Он ещё помнил слова любви, когда предвоенной весной встретил ту самую, первую, с пшеничным запахом светло-русых волос, которая поверила ему и отдала всю себя, ту, которая, не отпуская, держала его за руку и не отводила от него синих глаз, будто намеривалась оттащить от того из досок с соломой и лавками вагона воинского эшелона. И, как в бреду, всё говорила и говорила ему:
Только вернись. Прошу тебя. Мне ничего не надо. Вернись с этой проклятой войны.

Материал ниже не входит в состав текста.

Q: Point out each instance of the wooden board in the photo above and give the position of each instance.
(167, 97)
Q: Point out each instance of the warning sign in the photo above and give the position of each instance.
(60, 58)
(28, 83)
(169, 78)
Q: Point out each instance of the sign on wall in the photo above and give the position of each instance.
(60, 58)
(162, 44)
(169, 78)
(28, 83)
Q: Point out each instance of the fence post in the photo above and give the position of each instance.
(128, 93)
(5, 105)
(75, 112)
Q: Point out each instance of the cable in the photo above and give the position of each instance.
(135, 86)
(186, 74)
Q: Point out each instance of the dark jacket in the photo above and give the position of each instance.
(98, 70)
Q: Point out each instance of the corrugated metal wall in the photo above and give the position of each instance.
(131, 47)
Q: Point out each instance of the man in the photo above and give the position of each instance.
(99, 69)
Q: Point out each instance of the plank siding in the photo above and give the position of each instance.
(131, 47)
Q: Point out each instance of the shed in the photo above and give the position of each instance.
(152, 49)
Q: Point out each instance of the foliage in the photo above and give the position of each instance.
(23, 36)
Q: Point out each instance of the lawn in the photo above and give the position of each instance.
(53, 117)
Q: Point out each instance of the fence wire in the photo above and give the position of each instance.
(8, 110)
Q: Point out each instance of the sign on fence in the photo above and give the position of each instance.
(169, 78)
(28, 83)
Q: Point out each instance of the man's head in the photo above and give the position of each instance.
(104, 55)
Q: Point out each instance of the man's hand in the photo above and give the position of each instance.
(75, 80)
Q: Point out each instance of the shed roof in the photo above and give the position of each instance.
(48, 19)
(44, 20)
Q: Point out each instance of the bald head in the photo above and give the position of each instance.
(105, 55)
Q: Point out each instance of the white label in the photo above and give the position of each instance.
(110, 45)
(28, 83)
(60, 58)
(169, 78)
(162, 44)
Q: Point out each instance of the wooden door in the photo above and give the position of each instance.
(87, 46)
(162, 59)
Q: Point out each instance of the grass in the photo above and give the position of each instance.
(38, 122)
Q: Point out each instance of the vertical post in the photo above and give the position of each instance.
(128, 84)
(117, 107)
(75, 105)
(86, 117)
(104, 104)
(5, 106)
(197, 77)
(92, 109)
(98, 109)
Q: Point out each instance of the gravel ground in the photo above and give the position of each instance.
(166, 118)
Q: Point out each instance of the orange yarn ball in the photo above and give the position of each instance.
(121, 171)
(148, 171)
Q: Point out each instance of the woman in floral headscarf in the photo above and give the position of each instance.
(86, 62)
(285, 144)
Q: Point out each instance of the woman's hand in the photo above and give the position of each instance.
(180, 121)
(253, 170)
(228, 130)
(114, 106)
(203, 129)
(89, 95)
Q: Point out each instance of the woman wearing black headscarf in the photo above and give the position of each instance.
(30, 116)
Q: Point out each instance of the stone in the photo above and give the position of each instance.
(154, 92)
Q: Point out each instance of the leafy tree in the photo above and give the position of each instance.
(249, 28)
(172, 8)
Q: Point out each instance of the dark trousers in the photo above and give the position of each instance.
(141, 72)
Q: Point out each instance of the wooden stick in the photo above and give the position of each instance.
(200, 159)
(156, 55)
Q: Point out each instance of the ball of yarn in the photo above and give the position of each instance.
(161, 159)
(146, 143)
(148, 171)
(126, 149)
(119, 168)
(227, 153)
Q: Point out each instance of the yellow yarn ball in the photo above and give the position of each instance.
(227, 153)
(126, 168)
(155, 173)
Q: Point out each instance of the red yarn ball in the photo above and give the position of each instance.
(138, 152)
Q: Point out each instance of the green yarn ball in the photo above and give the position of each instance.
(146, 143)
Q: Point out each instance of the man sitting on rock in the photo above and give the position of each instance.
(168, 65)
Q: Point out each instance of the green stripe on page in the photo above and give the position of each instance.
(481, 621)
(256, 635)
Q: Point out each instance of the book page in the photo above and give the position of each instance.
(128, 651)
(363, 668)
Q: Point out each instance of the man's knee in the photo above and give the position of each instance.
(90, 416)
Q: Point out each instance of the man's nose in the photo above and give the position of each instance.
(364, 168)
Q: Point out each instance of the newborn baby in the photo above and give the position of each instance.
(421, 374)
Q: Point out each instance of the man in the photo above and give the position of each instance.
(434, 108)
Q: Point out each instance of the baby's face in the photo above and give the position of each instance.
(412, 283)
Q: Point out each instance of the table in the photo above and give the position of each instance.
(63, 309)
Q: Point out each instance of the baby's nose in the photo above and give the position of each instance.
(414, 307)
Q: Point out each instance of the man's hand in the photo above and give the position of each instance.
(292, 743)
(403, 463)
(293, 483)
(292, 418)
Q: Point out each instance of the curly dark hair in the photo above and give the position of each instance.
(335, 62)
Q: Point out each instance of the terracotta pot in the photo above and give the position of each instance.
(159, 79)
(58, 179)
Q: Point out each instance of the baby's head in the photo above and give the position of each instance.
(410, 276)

Он выжил, а в сорок втором получил письмо с вестью о том, что нет больше на этом свете светло-русых волос и синих глаз, потому что бомбовый удар по маленькому мирному посёлку был точен и там, где была жизнь, теперь лишь заполненные талой водой воронки и бесформенные груды кирпичей.
Семён вернулся к мирной жизни, но самых нужных слов уже не умел говорить и поэтому мог только гладить Надю по волосам и крепко прижимать её к своему сердцу. Она понимала его и, не колеблясь, привела в эту квартиру в Замоскворечье, где жили она и её родители и ещё много других людей. Он отогрелся около её тёплой души и пошёл на работу, где начал размешивать бетон и научился класть кирпичи, потому что строить надо было много. Со временем назначили бригадиром и мастером и стали вручать грамоты за доблестный труд, говорить проникновенные слова и жать руку. Семён Михайловичу было приятно. Приятно от того, что он делает что-то хорошее для людей и они смотрят на него добрым взглядом, а самое главное то, что он был одним из них.